# Live in the Grand Rapids, Mchigan area and want to adopt a golden!



## Ejsam2000 (Oct 28, 2012)

My husband and I live near Grand Rapids, Michigan and would like to adopt a Golden retriever. Our ideal dog would be between 6 months and three years old. We don't care if it's male or female, spayed/neutered or not. Our desire is companionship for our selves and our 9 year old Golden named Cooper. We have been in contact with the golden retriever rescue group in the grand rapids area and recently made contact with the central Michigan rescue group. We also regularly review Craigslist, petfinder, and adopt a pet websites. So far, we have missed three opportunities at shelters. We show up to adopt the dog and must enter a lottery. This process has been extremely frustrating. My husband and are experienced pet owners and each of our three dogs and two cats were with us through their old age. In all, we have helped two dogs and two cats cross the Rainbow Bridge. We believe in obedience training, spaying/neutering, invisible fences, walks, treats, toys, and comfortable places to live for our animals. Help us please find our new buddy.


----------



## CAROLINA MOM (May 12, 2009)

Hi, welcome.

Have you submitted an Adoption Application with either of the GR Rescues you've been in contact with?

It might work out better for you to complete and submit your Adoption Application, get approved, and when a dog becomes available that is what you're looking for, you would be contacted first since you are pre-approved.
Most GR Rescues have dogs coming in and being available for adoption on a continuous basis. 

I adopted my girl from a GR Rescue 6 years ago. Last year I adopted my boy from my County Humane Society.

In my state, you see quite a few Goldens in the GR Rescues, in shelters, and also on Craigslist. It depends a lot with the area you live in as to the availability of dogs. 

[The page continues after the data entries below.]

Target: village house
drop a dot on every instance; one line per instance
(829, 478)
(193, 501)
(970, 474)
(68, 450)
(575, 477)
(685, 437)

Best of luck to you in your search.


----------



## Karen519 (Aug 21, 2006)

*Grrom*

Have you looked at the Golden Ret. Rescue of Michigan?
golden retriever rescue, Golden Retriever Rescue of MI Franklin, MI Home


----------



## mylissyk (Feb 25, 2007)

I would encourage you to check with rescue groups even in neighboring cities or states, you can find them listed here:

http://www.grca-nrc.org/state_listing.html


----------



## Karen519 (Aug 21, 2006)

*Reply*

mylissyk
Thanks!! I pmd EJSAM and sent them the Golden Ret. Link, too!!


----------